Nothing is really known other than that there are plenty of those running the various shows who are deeply invested in our remaining as ignorant as they can possible ensure.

There is a real symbiosis between the major American media and the political
establishment, centered in Washington D.C. That virtual unity includes both the Democrats and the Republicans, who, if anything, are more war like than their supposed opponents. Indeed, a friend of mine commented that he thought it significant that on the war the positions of Fox News and CNN were almost identical; he said that because he believed that since all the
major news sources were in agreement, then certainly what they presented was truthful….

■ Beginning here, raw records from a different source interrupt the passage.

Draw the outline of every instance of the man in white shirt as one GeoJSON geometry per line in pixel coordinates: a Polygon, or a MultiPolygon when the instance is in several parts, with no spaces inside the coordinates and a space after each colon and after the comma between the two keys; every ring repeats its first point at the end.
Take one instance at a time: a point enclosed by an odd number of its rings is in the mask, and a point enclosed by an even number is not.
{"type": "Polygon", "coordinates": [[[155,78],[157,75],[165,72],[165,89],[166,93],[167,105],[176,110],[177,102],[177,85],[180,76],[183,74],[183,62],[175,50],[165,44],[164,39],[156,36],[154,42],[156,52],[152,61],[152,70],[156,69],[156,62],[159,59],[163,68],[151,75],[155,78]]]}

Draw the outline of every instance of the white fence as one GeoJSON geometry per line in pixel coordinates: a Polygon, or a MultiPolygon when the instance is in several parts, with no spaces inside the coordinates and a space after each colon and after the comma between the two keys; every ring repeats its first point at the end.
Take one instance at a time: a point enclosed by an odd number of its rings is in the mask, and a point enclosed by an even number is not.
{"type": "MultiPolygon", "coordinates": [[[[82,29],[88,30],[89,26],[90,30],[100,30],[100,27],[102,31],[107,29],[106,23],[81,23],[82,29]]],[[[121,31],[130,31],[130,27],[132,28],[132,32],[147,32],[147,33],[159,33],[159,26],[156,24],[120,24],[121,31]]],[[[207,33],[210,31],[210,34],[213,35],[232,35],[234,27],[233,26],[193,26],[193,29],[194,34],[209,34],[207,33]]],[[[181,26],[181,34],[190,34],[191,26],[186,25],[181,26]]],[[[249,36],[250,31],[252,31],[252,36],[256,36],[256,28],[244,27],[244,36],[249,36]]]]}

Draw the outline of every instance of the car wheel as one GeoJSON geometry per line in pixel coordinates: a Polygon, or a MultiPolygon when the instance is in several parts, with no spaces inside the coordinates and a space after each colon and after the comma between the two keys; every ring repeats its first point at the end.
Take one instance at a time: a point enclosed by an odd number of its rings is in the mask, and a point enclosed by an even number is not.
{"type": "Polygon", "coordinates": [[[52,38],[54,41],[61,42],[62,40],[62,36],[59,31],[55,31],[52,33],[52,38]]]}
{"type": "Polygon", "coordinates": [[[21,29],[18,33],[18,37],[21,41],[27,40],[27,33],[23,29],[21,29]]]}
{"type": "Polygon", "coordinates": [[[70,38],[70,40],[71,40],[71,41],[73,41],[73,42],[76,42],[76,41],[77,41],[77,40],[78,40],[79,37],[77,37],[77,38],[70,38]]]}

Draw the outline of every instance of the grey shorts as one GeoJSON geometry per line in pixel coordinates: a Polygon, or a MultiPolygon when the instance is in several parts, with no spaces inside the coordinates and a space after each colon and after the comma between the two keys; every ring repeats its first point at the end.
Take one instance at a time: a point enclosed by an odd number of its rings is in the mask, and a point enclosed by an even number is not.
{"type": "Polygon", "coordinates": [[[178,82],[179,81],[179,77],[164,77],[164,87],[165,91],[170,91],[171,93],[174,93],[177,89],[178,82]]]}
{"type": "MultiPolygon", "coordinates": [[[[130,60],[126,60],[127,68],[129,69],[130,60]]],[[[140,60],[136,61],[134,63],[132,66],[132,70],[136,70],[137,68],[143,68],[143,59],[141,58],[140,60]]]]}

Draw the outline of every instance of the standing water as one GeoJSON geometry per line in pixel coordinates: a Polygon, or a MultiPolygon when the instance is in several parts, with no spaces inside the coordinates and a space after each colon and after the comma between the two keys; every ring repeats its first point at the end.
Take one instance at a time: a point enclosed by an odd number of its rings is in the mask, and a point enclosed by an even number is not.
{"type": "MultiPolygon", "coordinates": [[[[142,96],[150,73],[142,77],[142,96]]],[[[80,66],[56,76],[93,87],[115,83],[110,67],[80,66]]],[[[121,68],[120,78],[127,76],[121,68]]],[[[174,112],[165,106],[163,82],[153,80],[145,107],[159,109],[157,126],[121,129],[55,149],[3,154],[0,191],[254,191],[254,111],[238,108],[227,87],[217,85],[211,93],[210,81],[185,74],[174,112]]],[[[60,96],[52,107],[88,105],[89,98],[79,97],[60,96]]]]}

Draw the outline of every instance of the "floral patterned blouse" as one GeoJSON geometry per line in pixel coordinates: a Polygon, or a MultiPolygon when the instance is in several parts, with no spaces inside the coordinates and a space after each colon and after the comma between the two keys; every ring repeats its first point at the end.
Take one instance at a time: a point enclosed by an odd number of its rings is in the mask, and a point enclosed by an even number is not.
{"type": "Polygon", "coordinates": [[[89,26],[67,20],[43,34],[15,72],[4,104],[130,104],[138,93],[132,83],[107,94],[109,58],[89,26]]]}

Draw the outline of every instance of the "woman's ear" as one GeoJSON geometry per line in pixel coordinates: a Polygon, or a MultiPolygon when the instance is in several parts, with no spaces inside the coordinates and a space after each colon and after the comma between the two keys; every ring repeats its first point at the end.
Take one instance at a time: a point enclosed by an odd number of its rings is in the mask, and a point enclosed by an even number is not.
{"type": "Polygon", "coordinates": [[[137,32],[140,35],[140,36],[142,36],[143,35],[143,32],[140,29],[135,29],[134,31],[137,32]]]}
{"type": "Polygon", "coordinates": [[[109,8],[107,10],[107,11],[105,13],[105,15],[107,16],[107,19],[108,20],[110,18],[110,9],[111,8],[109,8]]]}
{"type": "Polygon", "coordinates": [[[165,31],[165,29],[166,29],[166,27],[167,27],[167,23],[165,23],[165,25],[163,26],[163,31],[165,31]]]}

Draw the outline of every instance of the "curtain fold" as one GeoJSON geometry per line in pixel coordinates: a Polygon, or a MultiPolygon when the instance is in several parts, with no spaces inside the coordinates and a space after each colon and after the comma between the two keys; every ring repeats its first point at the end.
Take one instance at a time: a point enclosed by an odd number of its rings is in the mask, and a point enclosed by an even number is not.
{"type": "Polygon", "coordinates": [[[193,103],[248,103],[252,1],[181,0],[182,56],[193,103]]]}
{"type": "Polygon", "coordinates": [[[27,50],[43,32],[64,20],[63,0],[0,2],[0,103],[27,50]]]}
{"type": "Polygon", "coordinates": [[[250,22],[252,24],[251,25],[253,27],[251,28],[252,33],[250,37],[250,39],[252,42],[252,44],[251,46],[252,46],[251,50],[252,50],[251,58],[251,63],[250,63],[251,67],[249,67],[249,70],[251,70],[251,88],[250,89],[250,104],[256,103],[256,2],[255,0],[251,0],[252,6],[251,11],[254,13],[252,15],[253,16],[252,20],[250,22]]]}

The more I read, each morning dozens of sources from all over the world, the
more I seriously doubt the commonly-held mantra of the near-totality of our major news media.

That is the one certainty and how things are likely to remain. And does this matter: Hundreds of Ukrainian nationalists march in honor of Nazi collaborator.

“Today, when there is a war with the occupier at the front, and the struggle against the ‘fifth column’ continues in the rear, we remember and honor the memory of Stepan Bandera,” said Andriy Tarasenko, leader of the nationalist party Right Sector.

During World War II, Bandera led the Ukrainian Insurgent Army, whose men killed thousands of Jews and Poles, including women and children, while fighting alongside Nazi Germany against the Red Army and communists.

It may not matter to others, but it matters to me.